Problem 1: Non-Self-Destructive Interactions¶
In this problem, we study the Pairwise Annihilation protocol with non-self-destructive interactions. That is, we replace the reaction $A+B \to \emptyset$ by the two reactions $A+B\to A$ and $A+B \to B$ (both with rate constant $\delta/2$).
How does this change affect the probability of achieving majority consensus? All ways of tackling this problem are fair game, in particular analytical reasoning, simulation, and experimentation.

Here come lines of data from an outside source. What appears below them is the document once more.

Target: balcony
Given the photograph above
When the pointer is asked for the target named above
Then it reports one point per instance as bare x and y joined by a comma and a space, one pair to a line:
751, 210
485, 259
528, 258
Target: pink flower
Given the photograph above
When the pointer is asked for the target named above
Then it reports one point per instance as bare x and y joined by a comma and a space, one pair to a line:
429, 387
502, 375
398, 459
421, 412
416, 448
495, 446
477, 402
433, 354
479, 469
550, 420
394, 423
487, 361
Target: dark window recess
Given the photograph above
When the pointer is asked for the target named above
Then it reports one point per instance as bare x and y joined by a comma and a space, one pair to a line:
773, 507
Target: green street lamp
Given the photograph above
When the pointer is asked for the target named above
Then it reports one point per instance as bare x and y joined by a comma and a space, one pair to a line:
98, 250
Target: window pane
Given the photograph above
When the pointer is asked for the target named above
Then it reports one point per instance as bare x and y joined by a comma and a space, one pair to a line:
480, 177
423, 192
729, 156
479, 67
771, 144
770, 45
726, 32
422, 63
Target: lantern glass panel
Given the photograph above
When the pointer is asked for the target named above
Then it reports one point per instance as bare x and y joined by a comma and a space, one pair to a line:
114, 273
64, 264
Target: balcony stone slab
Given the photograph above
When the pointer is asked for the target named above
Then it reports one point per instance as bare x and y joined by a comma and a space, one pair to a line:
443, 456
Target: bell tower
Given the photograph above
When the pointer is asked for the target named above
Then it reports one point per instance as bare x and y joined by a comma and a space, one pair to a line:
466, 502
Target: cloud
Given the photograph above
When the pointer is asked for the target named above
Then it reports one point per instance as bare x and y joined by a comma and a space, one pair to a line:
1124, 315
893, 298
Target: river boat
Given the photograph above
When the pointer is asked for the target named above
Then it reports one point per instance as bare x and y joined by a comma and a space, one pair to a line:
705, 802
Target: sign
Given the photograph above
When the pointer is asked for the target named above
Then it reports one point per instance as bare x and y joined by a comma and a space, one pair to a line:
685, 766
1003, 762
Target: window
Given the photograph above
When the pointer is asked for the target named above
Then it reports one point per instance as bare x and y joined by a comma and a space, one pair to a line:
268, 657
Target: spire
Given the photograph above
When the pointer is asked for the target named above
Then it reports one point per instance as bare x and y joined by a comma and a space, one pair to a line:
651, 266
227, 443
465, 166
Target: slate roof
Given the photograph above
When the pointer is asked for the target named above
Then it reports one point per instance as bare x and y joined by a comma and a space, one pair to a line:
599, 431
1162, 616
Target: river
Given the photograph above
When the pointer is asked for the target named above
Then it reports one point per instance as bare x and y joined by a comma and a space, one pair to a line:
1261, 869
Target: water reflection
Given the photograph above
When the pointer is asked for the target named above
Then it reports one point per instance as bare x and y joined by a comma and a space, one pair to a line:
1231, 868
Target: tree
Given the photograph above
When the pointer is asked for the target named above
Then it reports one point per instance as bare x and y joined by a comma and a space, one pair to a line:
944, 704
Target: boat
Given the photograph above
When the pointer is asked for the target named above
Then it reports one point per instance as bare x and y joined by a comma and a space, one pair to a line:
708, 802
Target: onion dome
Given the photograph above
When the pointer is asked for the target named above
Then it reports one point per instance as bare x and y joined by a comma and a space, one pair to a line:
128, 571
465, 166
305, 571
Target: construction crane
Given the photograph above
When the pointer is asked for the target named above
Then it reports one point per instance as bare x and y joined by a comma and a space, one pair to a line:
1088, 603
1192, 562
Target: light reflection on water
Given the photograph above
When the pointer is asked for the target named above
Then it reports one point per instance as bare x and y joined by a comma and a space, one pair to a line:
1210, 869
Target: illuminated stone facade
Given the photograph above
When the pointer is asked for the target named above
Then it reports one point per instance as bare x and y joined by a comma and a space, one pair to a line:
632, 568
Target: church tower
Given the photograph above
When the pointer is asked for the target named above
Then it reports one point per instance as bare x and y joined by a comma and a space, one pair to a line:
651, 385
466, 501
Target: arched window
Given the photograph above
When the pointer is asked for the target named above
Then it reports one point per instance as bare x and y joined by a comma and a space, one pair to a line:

Problem 2: No Interaction¶
In this problem, we study two parallel bacterial colonies without interaction. For this, we add the individual death reactions $A \to \emptyset$ and $B \to \emptyset$ for each of the two species (both with an identical rate constant $\delta$).
How does this change affect the probability of achieving majority consensus? All ways of tackling this problem are fair game, in particular analytical reasoning, simulation, and experimentation.
Problem 3: Biological Implementation via Conjugation¶
In this problem, we want to model and simulate a plausible biological implementation of the Pairwise Annihilation protocol. For that, we will assume:
- individual birth and death reactions
- birth reactions of the form $A + R \to A + A$ with some resource $R$
- a typical resource concentration of about $[R] = 10^8 mL^{-1}$ in LB medium
- non-self-destructive interactions since bacterial conjugation is uni-directional
- a significantly increased death rate (as opposed to instant annihilation) after conjugation by the other species
- a realistic conjugation rate for E. coli, taken from this paper00577-7) for example
Some rates and parameters are missing from the above list. Try to find estimations for them on your own (sources are abound).
Analyze the model you came up with via simulation.